Schietto e diretto lo è sempre stato ma questa volta Giancarlo Magalli è stato un caterpillar contro Rosario Fiorello. Ospite di un format di Fanpage, il conduttore non ha avuto parole gentili verso lo showman siciliano, che sta facendo ottimi risultati con il suo programma “La Pennicanza” su Rai Radio2 insieme a Fabrizio Biggio.



L’opinione su Fiorello

Giancarlo Magalli è stato ospite dell’ultima puntata del format “Non è la Tv” e in collegamento si è prestato a raccontare alcuni episodi legati a edizioni passate del Festival di Sanremo. Uno dei suoi ricordi relativi a Amadeus e Fiorello ha offerto lo spunto al giornalista per chiedergli un parere su “La Pennicanza” e Magalli non ha avuto esitazioni: «Se vuoi vivere tranquillo devi sempre dire quanto è bravo, quanto è intelligente, simpatico e originale. Sennò puoi decidere di affrontare la sua ira, perché lui è molto permaloso, non accetta le critiche». Tutt’altro che sorpresi dall’ultima affermazione, i conduttori hanno incalzato Magalli: «Allora è vera questa leggenda metropolitana che è permaloso».

E Giancarlo ha confermato: «Molti l’hanno sperimentata la sua furia».
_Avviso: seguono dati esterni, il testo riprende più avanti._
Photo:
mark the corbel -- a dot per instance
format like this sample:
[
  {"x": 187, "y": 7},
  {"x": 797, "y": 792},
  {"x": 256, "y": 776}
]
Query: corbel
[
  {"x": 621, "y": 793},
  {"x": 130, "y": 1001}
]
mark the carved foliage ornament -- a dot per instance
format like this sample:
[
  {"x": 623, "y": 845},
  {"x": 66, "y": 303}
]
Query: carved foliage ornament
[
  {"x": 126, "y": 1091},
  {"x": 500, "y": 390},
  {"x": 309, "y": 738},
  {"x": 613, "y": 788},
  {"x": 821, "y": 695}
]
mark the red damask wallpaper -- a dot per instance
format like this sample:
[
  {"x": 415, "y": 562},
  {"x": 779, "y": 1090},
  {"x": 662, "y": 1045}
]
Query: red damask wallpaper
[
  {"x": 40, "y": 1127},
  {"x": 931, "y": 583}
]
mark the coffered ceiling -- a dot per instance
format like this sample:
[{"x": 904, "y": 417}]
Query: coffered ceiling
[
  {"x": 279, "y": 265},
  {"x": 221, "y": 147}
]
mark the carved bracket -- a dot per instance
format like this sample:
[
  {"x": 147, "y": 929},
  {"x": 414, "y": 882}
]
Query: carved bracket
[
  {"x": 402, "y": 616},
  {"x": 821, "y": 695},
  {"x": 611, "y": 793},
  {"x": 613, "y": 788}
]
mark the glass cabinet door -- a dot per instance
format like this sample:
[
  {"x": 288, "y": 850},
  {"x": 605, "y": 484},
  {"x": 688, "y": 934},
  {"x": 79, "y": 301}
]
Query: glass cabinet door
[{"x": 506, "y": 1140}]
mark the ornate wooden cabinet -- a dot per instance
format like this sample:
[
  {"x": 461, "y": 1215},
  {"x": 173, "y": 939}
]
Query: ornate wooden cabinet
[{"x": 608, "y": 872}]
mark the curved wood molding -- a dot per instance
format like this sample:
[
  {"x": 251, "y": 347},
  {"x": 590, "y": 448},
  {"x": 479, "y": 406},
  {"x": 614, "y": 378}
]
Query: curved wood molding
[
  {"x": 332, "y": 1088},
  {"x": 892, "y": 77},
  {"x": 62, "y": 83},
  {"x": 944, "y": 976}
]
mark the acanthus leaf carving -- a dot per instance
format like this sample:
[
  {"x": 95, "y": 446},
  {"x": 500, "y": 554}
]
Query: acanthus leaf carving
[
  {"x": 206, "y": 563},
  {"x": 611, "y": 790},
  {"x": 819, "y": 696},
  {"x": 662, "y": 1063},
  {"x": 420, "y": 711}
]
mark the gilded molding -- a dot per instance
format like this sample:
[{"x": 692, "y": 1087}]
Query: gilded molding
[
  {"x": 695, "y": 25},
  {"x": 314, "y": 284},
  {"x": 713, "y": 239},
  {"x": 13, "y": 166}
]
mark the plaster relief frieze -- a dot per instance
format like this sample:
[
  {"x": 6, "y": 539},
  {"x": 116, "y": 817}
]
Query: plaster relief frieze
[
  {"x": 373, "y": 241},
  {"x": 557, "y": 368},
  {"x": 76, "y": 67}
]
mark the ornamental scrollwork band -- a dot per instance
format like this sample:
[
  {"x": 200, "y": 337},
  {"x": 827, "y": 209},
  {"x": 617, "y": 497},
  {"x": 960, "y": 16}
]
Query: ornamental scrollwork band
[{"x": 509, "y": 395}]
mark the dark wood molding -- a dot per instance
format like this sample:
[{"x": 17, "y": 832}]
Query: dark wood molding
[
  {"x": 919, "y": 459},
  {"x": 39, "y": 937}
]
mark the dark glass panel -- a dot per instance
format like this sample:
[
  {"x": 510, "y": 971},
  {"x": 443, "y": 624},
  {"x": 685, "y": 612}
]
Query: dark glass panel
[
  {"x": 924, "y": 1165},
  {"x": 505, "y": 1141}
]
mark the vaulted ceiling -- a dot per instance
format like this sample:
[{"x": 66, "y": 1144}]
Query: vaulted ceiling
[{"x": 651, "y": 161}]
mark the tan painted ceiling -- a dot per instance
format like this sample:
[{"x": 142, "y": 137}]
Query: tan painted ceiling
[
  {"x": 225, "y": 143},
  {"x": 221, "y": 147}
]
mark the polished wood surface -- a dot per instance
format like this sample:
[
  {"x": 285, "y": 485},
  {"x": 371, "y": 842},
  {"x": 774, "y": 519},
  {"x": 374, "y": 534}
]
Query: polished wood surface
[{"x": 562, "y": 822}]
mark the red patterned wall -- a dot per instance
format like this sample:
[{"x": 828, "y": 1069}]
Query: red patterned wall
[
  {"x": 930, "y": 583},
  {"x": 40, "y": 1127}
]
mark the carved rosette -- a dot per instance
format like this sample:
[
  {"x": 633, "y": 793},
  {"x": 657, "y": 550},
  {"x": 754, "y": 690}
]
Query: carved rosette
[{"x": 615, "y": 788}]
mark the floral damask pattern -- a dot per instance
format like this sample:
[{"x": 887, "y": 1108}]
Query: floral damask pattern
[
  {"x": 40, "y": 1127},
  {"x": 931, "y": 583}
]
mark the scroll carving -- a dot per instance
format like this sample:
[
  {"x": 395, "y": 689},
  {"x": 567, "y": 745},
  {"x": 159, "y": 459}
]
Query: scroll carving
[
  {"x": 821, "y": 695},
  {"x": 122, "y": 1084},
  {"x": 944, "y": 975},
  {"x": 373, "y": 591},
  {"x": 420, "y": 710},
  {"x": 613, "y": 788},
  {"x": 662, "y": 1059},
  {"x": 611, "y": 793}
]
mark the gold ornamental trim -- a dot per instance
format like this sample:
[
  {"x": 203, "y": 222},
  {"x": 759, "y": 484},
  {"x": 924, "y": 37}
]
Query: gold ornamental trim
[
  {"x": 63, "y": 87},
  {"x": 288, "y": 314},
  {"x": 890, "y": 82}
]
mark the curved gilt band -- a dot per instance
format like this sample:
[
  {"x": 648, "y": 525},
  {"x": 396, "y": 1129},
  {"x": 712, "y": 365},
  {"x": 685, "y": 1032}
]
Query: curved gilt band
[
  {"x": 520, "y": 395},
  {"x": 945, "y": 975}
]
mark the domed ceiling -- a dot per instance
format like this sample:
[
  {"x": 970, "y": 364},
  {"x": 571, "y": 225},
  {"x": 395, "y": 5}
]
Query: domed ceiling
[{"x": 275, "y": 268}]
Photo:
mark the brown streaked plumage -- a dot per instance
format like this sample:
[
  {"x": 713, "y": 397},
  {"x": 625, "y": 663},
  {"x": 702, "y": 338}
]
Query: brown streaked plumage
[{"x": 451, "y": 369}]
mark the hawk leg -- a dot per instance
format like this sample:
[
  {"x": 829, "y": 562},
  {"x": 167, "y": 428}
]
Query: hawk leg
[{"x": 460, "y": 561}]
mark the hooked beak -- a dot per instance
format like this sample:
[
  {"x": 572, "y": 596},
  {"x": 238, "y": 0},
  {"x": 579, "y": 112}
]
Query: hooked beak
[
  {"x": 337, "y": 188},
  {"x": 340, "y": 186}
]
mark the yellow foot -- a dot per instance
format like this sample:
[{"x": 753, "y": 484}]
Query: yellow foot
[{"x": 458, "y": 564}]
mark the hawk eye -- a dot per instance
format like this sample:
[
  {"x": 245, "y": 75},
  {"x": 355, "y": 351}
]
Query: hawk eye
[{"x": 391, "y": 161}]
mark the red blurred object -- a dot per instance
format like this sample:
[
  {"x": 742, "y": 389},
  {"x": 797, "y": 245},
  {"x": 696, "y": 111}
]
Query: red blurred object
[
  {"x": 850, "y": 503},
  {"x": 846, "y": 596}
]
Le parole su La Pennicanza

A proposito della trasmissione radiofonica di Fiore, “La Pennicanza”, Giancarlo Magalli ha fatto un’analisi pungente: «Lui è un grande esploratore di palinsesti: esplora finché non trova una nicchia, qualcuno con un ascolto basso, lui si prende quella fascia e fa un ascolto più alto. E questo basta per dire: ‘Quanto è bravo, quanto è bravo’. Glorificarlo». Il segreto del successo di Rosario Fiorello, insomma, non risiederebbe solo nel suo innato talento, ma anche in una mirata strategia: «Quanto basta per far dire a tutti quanto è bravo, ma semplicemente sostituisce ciò che va male con qualcosa che va un po’ meglio”. Il conduttore romano non ha negato la simpatia e la bravura di Fiorello m prima di congedars ha lanciato l’ultima stoccata all’indirizzo di Rosario: «Ha studiato nella mia scuola. Io negli anni ’80 ero il primo e unico animatore italiano e un tour operator mi chiese di formare altri animatori e tra loro, a Ostuni, c’era proprio Fiorello».